Lightwave Technology

Chapter 9 - WDM Systems

Chapter 9


WDM Systems

Chapter 8 focused on single-channel systems operating at 40 Gb/s or more through electrical and optical TDM. As discussed in Chapter 1, channels can also be multiplexed in the spectral domain through frequency-division multiplexing (FDM). Indeed, this technique is routinely used for radio waves and microwaves. Its extension to optical domain permits, in principle, the capacity of lightwave systems to exceed 10 Tb/s because of a large frequency associated with the optical carrier. Since the implementation of FDM in the optical domain requires multiple transmitters operating at different wavelengths, optical FDM is known as wavelength-division multiplexing (WDM). The WDM technique was first used in the 1980s when the capacity of existing fiber links operating at 1.3µmwas doubled by adding another channel operating near 1.55 µm. However, it was only after 1995 that WDM was used to transmit over the same fiber hundreds of optical channels in the 1.55-µm spectral region and to realize system capacities beyond 1 Tb/s. The design of such systems requires attention to many details related to the generation and propagation of multiple bit streams overlapping in the time domain. More specifically, interchannel nonlinear effects must be controlled to ensure that they do not limit system performance.

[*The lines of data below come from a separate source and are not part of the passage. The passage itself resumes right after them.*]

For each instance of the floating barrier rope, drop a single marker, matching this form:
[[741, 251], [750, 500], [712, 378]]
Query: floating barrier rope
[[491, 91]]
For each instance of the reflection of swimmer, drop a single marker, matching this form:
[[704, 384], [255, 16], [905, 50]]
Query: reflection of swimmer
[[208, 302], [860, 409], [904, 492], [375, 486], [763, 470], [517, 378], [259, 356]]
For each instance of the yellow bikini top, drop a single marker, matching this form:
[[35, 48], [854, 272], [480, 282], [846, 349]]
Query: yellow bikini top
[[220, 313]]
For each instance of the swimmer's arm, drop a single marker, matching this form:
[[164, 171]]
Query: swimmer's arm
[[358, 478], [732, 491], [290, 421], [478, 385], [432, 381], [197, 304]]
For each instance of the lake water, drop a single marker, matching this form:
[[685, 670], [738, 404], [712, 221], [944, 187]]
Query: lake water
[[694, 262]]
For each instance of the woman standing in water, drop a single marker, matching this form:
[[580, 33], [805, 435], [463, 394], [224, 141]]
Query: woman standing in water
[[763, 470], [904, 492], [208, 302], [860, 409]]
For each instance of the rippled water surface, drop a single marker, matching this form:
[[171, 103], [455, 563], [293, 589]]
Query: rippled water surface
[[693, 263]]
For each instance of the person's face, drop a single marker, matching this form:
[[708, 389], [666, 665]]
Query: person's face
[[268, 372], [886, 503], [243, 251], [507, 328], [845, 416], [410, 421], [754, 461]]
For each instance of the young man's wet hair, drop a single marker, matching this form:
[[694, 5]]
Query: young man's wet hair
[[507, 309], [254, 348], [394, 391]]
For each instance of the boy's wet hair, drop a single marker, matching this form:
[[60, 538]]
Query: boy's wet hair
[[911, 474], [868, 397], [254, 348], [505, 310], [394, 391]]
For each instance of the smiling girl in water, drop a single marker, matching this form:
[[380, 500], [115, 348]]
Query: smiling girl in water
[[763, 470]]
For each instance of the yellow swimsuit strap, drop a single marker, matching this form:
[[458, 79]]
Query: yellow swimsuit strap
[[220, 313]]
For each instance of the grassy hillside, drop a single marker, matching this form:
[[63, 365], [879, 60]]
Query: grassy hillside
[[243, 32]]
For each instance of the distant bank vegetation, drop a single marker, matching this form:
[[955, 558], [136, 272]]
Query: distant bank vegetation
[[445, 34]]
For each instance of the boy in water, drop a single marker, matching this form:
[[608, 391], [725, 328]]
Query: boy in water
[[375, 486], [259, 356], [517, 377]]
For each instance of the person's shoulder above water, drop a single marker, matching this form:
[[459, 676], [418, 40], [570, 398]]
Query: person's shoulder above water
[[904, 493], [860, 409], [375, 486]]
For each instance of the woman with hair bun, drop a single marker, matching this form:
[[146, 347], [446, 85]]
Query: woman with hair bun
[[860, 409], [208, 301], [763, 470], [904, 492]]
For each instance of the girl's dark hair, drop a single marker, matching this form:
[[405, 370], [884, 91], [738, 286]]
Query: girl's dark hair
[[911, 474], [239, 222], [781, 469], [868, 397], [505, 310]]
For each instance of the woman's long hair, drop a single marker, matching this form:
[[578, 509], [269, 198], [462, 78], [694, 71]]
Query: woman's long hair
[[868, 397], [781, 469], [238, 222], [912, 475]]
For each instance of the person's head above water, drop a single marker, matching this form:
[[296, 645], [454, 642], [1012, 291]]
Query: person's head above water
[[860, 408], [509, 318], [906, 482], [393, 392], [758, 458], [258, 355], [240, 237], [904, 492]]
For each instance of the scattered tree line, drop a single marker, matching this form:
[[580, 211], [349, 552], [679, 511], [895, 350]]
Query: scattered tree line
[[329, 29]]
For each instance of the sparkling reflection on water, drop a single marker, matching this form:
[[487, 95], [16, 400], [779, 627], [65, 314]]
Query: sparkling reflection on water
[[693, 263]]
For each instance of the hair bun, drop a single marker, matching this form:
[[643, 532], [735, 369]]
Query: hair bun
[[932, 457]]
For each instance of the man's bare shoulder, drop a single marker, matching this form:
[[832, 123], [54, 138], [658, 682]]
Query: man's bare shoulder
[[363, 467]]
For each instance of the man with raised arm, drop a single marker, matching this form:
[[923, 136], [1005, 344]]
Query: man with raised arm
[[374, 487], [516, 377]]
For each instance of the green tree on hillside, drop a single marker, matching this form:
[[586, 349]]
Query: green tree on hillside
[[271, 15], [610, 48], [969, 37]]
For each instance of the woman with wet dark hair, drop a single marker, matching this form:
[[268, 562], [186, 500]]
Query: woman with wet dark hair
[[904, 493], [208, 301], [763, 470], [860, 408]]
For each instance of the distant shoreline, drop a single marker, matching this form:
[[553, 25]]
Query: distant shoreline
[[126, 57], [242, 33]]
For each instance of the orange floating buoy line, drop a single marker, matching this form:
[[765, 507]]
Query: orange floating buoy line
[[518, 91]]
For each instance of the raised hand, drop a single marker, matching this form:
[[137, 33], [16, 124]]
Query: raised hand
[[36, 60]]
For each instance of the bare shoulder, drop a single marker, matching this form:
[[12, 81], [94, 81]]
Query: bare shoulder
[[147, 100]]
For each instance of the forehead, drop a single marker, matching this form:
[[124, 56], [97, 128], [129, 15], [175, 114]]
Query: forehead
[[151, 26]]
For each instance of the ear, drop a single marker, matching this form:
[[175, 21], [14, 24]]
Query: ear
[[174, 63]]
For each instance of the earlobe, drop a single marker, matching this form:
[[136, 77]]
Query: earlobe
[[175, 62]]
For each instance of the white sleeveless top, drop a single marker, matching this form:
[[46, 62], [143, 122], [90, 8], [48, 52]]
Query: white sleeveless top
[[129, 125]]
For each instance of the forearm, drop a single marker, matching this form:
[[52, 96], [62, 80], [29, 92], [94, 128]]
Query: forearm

In this chapter the basic WDM scheme and related concepts are discussed first in Section 9.1. Section 9.2 is devoted to the linear mechanisms that can produce interchannel crosstalk. Sections 9.3 and 9.4 focus on several nonlinear mechanisms that cause crosstalk through interactions of bit streams in neighboring channels. Section 9.5 is devoted to various techniques that can be employed to reduce nonlinear crosstalk. The major design issues such as spectral efficiency are addressed in Section 9.6.